Since I work primarily with professionals and executives, I often encounter an overrepresented side of the personality we call the Inner Pusher.  It’s a great part of our personality — It’s great at kicking our butts and getting us to do the things we need to do, but when it’s on overdrive, it’s almost impossible to de-stress, relax and enjoy ourselves and — let’s face it — an Inner Pusher part of us is not very good at relationships.

Start with a Subclinical Dose

I like the non-pathologizing quality of VDF.  Rather than approach a client’s out-of-control Inner Pusher like there’s something wrong with it that needs to be fixed or changed, there’s just an acknowledgment that it’s more a matter of “too much of a good thing.”
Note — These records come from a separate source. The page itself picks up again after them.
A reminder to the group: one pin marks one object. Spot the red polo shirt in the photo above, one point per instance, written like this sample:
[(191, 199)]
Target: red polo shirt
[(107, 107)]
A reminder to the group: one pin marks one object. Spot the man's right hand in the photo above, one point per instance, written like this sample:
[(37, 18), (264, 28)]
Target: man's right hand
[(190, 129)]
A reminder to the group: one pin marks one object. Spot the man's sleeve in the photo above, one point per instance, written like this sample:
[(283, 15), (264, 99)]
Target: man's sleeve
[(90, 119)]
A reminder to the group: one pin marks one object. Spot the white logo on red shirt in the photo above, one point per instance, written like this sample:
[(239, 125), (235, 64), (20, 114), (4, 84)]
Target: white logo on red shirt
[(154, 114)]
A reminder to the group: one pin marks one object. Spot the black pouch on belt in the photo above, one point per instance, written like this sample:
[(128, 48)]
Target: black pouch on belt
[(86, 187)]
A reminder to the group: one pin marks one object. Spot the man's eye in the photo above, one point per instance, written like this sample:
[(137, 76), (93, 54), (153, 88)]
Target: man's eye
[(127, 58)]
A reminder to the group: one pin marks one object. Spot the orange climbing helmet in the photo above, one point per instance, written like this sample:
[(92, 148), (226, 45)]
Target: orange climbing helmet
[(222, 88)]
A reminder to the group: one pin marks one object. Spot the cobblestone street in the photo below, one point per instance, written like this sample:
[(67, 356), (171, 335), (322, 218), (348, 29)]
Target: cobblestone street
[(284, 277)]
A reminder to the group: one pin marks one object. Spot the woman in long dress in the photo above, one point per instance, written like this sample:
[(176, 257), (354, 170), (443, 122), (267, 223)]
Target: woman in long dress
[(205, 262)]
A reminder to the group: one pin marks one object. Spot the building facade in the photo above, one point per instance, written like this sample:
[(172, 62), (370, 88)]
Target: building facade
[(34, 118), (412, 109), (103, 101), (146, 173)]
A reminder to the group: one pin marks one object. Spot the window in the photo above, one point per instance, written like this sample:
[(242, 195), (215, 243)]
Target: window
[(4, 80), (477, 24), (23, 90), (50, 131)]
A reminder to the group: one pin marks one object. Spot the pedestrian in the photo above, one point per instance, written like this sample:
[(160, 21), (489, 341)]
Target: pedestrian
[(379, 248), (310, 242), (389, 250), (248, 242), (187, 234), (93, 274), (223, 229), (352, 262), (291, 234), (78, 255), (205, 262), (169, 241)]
Rather than try to convince my client’s Inner Pusher to be less intense and driven, I focus on helping the client access the (usually fainter) voice connected to another part of his or her personality — one that naturally finds it easier to rest when tired, performs better under pressure and connects more easily with other people.

Then we start exploring what it might be like to incorporate very small amounts of these underutilized, unfamiliar skills and abilities.  The trick is to manage any “side effects” (like the Inner Pusher’s concerns that the client may become lazy, lethargic, and lose their edge).

My client gets to continue to be who they are — he or she just becomes more versatile, balanced, and whole… and a whole lot happier.